A l'issue d'une visite médicale du 13 juin 2019, le médecin du travail, a conclu à l'inaptitude de M. [S].

Convoqué le 21 juin 2019 à un entretien préalable à un éventuel licenciement, fixé au 5 juillet suivant, M. [S] a été licencié par lettre datée du 10 juillet 2019 énonçant une inaptitude et impossibilité de reclassement .

Par jugement rendu le 24 novembre 2020, notifié le 8 décembre 2020, le conseil a statué comme suit :

Rejette l'exception de sursis à statuer ;

Dit que la relation contractuelle entre M. [S] et la société Transports Baryla date du 15 juillet 2010 ;

Dit que la moyenne des salaires s'élève à la somme de 2 339,90 euros bruts.

Prononce la résiliation judiciaire du contrat de travail de M. [S] aux torts de la société, ayant les effets d'un licenciement sans cause réelle et sérieuse,

En conséquence,

Condamne la société à payer à M. [S] les sommes suivantes :

- 883,53 euros au titre de l'indemnité spéciale de licenciement,

- 199,78 euros au titre de l'indemnité compensatrice de préavis,

- 19,98 euros au titre des congés payés y afférents,

- 18 719,20 euros à titre d'indemnité de licenciement sans cause réelle et sérieuse

- 1 500 euros au titre de l'article 700 du code de procédure civile,

Rejette la demande de dommages et intérêts pour absence de notification des motifs s'opposant au reclassement.

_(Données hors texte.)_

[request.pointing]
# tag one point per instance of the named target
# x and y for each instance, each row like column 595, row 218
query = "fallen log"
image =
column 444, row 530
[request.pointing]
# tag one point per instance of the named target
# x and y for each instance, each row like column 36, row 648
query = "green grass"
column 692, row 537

Condamne la société à délivrer à M. [S] un bulletin de salaire, une attestation Pôle emploi, un certificat de travail et un solde de tout compte conformes à la présente décision, sous astreinte de journalière de 100,00 euros pour l'ensemble des documents à compter du 21ème jour suivant la notification du jugement et que le conseil se réserve expressément le droit de liquider

Rappelle que sont exécutoires de droit à titre provisoire les condamnations ordonnant la délivrance de toutes pièces que l'employeur est tenu de remettre (bulletin de paie, certificat de travail...) ainsi que celles ordonnant le paiement des sommes au titre des rémunérations et indemnités mentionnées à l'article R1454-14 dans la limite maximum de neuf mois de salaire calculés sur la moyenne des trois derniers mois de salaire, étant précisé que la moyenne des trois derniers mois de salaire est fixée à 2 339,90 euros,

Rejette la demande de consignation des sommes dues auprès de la Caisse de dépôt et consignations.

Le 6 janvier 2021, la société Transports Baryla a relevé appel de cette décision par voie électronique.

Par ordonnance rendue le 7 septembre 2022, le conseiller chargé de la mise en état a ordonné la clôture de l'instruction et a fixé la date des plaidoiries au 3 octobre 2022.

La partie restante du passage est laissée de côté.